Sign lives in the load, width lives in the store
Push the read-modify-write up to halfword width and let the value be signed. Same three beats as before, load then modify then store, but the type drags two of the instructions along with it. A s16 is signed, so the load has to carry the sign upward, and that makes it lha, the algebraic load, rather than lhz. On the way out it is sth, the halfword store, truncating the way every store does.
Say quad(p) takes the signed halfword at p[0] and quadruples it. Since 4 is a power of two, the compiler trades the multiply for a left shift, slwi:
lha r0, 0(r3) # load p[0], sign-extended (s16 is signed)
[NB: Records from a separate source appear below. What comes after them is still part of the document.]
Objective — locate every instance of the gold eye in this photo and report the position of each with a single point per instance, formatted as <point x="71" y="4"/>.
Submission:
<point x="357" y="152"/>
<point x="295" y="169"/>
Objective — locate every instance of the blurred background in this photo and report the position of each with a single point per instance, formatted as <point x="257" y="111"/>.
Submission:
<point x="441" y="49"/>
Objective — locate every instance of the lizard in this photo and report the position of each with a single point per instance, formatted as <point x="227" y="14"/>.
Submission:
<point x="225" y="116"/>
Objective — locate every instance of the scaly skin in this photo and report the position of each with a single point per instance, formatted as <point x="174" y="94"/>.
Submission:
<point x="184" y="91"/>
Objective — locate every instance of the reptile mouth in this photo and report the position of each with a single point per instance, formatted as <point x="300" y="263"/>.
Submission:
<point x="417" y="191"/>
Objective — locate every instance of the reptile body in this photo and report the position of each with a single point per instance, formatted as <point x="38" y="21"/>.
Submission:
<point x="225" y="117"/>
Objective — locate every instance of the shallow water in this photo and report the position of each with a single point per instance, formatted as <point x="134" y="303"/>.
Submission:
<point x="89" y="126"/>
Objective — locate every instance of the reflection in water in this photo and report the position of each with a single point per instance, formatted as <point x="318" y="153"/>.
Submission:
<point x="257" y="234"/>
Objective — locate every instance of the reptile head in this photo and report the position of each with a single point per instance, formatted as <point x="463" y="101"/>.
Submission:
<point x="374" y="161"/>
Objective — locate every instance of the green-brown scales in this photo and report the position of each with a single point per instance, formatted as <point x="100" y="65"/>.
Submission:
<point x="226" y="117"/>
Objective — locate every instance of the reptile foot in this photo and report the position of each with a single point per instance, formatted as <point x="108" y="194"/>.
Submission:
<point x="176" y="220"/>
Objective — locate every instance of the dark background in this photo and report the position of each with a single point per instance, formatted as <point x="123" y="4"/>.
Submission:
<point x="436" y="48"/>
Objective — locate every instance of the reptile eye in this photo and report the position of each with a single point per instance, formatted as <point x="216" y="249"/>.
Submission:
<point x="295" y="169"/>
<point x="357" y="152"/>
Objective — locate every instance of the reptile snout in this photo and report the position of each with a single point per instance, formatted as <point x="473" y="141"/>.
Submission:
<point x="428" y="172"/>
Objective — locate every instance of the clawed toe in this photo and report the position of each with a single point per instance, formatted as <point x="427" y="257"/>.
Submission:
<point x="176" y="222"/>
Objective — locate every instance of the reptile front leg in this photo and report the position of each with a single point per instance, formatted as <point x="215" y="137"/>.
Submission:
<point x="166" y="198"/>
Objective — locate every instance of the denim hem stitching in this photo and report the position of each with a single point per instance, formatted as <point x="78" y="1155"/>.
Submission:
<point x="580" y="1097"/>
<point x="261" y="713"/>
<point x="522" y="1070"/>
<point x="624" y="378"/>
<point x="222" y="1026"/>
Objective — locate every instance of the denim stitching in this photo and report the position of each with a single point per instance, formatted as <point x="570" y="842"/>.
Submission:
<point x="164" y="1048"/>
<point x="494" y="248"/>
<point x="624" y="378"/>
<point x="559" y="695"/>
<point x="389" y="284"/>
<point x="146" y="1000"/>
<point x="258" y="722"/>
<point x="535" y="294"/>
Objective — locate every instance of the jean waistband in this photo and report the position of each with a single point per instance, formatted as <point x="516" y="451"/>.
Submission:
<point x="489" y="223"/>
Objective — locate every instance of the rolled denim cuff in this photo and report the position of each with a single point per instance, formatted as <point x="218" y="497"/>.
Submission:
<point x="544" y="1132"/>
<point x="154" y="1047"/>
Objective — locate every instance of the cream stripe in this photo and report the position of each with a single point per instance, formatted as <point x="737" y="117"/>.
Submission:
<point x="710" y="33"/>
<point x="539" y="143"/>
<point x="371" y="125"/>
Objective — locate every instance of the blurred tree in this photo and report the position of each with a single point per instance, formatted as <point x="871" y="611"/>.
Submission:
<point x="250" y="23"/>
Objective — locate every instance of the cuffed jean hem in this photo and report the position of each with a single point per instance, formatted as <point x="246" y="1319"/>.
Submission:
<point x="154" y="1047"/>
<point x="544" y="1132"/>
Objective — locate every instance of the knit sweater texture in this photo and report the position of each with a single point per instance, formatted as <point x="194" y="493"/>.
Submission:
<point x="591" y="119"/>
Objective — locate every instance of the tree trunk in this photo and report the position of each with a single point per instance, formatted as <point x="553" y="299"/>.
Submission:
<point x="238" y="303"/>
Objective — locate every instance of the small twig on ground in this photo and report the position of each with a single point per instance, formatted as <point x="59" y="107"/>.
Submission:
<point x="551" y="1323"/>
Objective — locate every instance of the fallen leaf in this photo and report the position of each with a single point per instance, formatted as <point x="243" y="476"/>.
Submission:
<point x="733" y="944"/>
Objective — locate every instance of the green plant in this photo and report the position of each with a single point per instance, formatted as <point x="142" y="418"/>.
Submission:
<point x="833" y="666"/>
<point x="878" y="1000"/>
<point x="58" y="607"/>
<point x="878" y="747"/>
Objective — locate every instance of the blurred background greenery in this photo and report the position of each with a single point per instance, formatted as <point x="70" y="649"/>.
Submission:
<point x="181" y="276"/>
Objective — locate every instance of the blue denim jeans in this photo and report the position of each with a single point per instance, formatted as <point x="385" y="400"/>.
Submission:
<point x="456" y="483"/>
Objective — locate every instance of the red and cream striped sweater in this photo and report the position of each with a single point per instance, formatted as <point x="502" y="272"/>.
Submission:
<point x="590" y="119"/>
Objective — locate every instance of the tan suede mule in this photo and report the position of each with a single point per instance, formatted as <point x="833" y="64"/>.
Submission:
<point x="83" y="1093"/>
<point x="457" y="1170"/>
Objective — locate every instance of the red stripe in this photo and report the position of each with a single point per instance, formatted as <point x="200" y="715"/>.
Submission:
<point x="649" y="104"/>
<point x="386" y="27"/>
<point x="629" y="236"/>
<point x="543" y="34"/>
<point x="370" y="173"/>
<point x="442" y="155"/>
slwi r0, r0, 2 # * 4 (shift left by 2)
sth r0, 0(r3) # truncate back to a halfword
blr
Worth burning into memory is where each responsibility sits. Signedness rides on the load, lha against lhz; the arithmetic plays out in a roomy 32-bit register; and width is the store's only concern, since sth simply keeps the bottom 16 bits and could not care less about the sign. Read the same location back later through a signed pointer and that later load sign-extends all over again. The store never did.
Your target reaches for a different operation than the worked example does. Find whatever sits between the lha and the sth, and read its operand straight off.
Your task
Write rmw_half, taking an s16*, to match the target assembly. The load must be lha and the store sth.